In merito, riporto alcune opinioni dal sito tedesco Jungewelt ( https://www.jungewelt.de/artikel/429477.sackgasse-meinungskorridor-der-fall-alina-lipp.html )
Lettera all’editore degli abbonati online Erich Rainer K. (3 luglio 2022, 21:24)
Ciò che la suddetta influencer sperimenta si di sè ora è una realtà in Germania. Lo Stato, che porta i suoi presunti valori democratici come un ostensorio davanti a sé, viola costantemente la libertà di espressione con l’aiuto di media compiacenti. (…) Citazione: »La libertà di espressione è classificata come dirompente per il governo e quindi la limita in modo tale che tutti preferiscano il silenzio piuttosto che partecipare al processo di formazione dell’opinione democratica. Avere un’opinione e parlare come si vorrebbe, ecco cosa rende un paese libero. I cacciatori di opinioni istituzionalizzate e esternalizzate sono la morte della libertà di espressione nel nostro Paese. L’anormale comprensione dei diritti fondamentali in alcune parti del nostro governo o del governo nel suo insieme ha immesso questi metodi. « L’esperienza che Alina Lipp sta vivendo ora con la presunta magistratura democratica della Repubblica federale di Germania è un’ulteriore prova della correttezza dell’opinione da lei espressa. Il governo della Repubblica Federale Tedesca è dominato dai nemici della democrazia, in cui l’ex Partito pacifista dei Verdi è ora rappresentato dai peggiori bellicisti.

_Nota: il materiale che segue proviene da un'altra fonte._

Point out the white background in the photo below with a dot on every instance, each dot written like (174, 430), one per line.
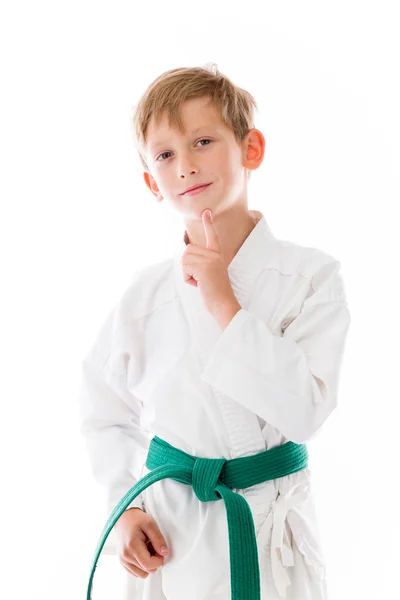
(77, 220)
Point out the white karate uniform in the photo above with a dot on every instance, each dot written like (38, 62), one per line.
(162, 366)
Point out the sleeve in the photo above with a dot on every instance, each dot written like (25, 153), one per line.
(110, 422)
(289, 380)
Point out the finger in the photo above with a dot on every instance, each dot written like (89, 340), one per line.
(145, 560)
(134, 569)
(210, 231)
(156, 538)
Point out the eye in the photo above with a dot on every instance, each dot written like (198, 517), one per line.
(202, 140)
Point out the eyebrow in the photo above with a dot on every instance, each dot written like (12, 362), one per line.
(160, 144)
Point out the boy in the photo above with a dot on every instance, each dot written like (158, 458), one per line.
(230, 349)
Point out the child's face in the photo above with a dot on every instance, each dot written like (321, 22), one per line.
(178, 161)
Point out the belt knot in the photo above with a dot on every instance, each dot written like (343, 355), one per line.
(205, 476)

Lettera all’editore degli abbonati online Hans Joachim R. di Amburgo (30 giugno 2022 21:12)
Sono 177.700 gli abbonati del canale telegram “Notizie dalla Russia” di Alina Lipp. All’inizio pensavo fosse una beauty influencer, poteva farlo anche lei, ma non lo fa. È così autentica quando si tratta dei suoi rapporti da »Notizie dalla Russia«, ci sono così tante informazioni lì dentro che il [giornale tedesco] Tagesschau non riporta e non vuole mostrare nei suoi innumerevoli servizi.
Lettera all’editore degli abbonati online Manfred G. da Amburgo Altona (30 giugno 2022 18:08)
Ciò che i politici borghesi ecc. chiamano “crimine di odio” non è altro che una critica al livello più basso [politico]. Chi non ha una vasta conoscenza ed educazione, ma un senso di ingiustizia – che sperimenta su sè stesso – non ha la possibilità di esprimersi in modo “educato” o “politically correct”. Usa la lingua con cui è cresciuto e comunica: un semplice linguaggio di strada. Sono critiche e nient’altro. Questo non ha nulla a che fare con il crimine o la violenza. Sono i politici e i loro apologeti diffondono odio. Sono loro che incoraggiano e sostengono l’ingiustizia, la guerra e le stragi di civili. Sarebbero da imprigionare i personaggi politici o bloccare i loro mezzi di sostentamento. In definitiva, il termine inventato (“crimine di odio”) ècon cui è partita l’accusa verso Alina] viene utilizzato per esercitare la censura e impedire la libertà di espressione.
Ognuno tragga le proprie conclusioni, personalmente credo il nostro sistema, quello in cui ci riconosciamo e che preferiamo, stia prendendo veramente una brutta china.